Retail Data Pipeline with aws S3 bucket, Databricks, GCP BigQuery and Looker

Dashboard 📊 Request Feature

📝 Table of Contents

  1. Project Overview
  2. Key Insights
  3. Project Architecture
  4. Credits
  5. Contact

🔬 Project Overview

This an end-to-end data engineering project, where I created an ELT data pipeline to extract, analyze, and visualize insights from the data of an online retail company based in the UK.

💾 Dataset

This is a transnational data set that contains all the transactions occurring between 01/12/2010 and 09/12/2011 for a UK-based and registered non-store online retail. The company mainly sells unique all-occasion gifts. Many customers of the company are wholesalers.

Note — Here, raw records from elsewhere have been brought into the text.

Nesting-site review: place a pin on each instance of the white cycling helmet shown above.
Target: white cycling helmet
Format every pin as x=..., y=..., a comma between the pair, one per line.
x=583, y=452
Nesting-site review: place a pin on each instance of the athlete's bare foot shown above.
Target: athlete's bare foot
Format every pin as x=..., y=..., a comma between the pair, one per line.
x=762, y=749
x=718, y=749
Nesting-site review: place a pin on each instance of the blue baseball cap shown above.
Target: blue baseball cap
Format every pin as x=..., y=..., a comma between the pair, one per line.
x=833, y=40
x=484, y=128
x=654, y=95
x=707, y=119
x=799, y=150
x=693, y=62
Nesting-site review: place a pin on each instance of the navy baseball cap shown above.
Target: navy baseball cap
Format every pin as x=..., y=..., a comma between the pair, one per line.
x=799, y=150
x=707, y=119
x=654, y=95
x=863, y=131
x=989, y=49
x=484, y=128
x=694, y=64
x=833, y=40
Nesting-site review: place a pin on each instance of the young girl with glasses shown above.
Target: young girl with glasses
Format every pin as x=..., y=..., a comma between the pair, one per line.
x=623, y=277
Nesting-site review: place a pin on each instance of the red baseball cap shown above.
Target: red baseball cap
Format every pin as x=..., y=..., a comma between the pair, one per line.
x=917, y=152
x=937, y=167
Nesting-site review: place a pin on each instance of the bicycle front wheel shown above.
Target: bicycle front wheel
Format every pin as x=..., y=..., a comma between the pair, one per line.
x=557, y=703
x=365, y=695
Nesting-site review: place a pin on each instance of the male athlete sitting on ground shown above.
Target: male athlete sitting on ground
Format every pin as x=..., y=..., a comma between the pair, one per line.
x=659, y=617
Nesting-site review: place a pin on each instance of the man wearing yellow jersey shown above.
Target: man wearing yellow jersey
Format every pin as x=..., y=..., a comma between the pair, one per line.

The dataset includes the following columns:

Column Description
InvoiceNo Invoice number. Nominal, a 6-digit integral number uniquely assigned to each transaction. If this code starts with the letter 'c', it indicates a cancellation.
StockCode Product (item) code. Nominal, a 5-digit integral number uniquely assigned to each distinct product.
Description Product (item) name. Nominal.
Quantity The quantities of each product (item) per transaction. Numeric.
InvoiceDate Invoice Date and time. Numeric, the day and time when each transaction was generated.
UnitPrice Unit price. Numeric, Product price per unit in sterling.
CustomerID Customer number. Nominal, a 5-digit integral number uniquely assigned to each customer.
Country Country name. Nominal, the name of the country where each customer resides.

🎯 Project Goals

  • CSV ingestion from S3 into Databricks
  • Clean and transform data with Spark into parquet tables
  • Data Modeling: Implement a star schema for analytical queries
  • Load processed tables into BigQuery
  • Provide interactive dashboards in Looker Studio

🕵️ Key Insights

  • 💸 Total Revenue by Country

    • The UK 🇬🇧 is the country that generated the most of the company's revenue with over 1.8M followed by France with 182.4k.
  • 📈 Revenue by months

    • The month with the most revenue is July with more than 220K.
    • The month with the lowest revenue is December with 100K.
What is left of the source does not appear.